Thunder and Lightening

Last night included the most impressive set of thunderstorms I've ever seen. Most of the counties surrounding ours had severe thunderstorm warnings and a series of thunders cells passed just south of our apartment complex. Fortunately we have south-facing windows.

From about 8pm until after midnight there were huge lightening strikes across the sky every 5 to 30 seconds. For about a half hour after one of the storms passed over head (around 11 - 12ish) there was near constant thunder. Alan was reading at that point, so I opened up my bedroom windows and just watched the storm for a while. It was glorious.
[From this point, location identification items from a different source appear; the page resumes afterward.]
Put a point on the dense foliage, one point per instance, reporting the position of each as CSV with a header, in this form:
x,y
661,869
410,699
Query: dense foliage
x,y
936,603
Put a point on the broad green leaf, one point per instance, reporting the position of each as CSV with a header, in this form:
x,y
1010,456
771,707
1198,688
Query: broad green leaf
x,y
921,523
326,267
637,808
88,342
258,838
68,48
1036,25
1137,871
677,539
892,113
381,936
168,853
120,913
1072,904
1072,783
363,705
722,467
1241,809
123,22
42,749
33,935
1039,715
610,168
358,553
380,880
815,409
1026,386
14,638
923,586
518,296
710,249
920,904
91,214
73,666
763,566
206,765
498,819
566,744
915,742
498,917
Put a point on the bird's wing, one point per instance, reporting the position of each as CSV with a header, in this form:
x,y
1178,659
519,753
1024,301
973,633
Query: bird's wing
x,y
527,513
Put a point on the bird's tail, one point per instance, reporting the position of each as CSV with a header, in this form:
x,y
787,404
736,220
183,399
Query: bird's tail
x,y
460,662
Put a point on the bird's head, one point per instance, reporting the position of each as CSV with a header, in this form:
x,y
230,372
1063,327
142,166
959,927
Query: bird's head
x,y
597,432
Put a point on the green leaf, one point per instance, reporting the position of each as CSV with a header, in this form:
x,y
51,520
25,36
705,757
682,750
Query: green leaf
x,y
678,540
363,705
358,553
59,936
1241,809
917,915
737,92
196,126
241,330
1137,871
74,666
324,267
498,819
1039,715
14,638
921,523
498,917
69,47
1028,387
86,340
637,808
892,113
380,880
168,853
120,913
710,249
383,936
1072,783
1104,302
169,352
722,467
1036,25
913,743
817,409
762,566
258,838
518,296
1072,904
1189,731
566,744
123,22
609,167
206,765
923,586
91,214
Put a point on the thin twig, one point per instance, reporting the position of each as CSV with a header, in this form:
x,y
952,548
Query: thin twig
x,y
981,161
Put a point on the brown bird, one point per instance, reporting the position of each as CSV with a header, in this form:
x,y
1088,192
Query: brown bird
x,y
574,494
I can never get over how much nature fascinates me. You can't call down a thunderstorm or save up sunshine for a rainy day. You can't bottle the smell of rain (well you can, not very well) or the sound of rain beating on the windows. Weather doesn't last, but it will eventually be back again. On one level I'm sad that global warming is going to cause so many painful climate related problems, but on the other I'm thrilled that I'll get to see things I never had a chance to before.

On an unrelated note, I want to mention that my laptop is now burnt or dead. My current guess is that there's an issue with my video card, but it's out of warranty and I don't think there's much I can do about it. The hard drive is probably okay, but some surgery might be required to get the hard drive and my data out.

This really hasn't been a good evening for me.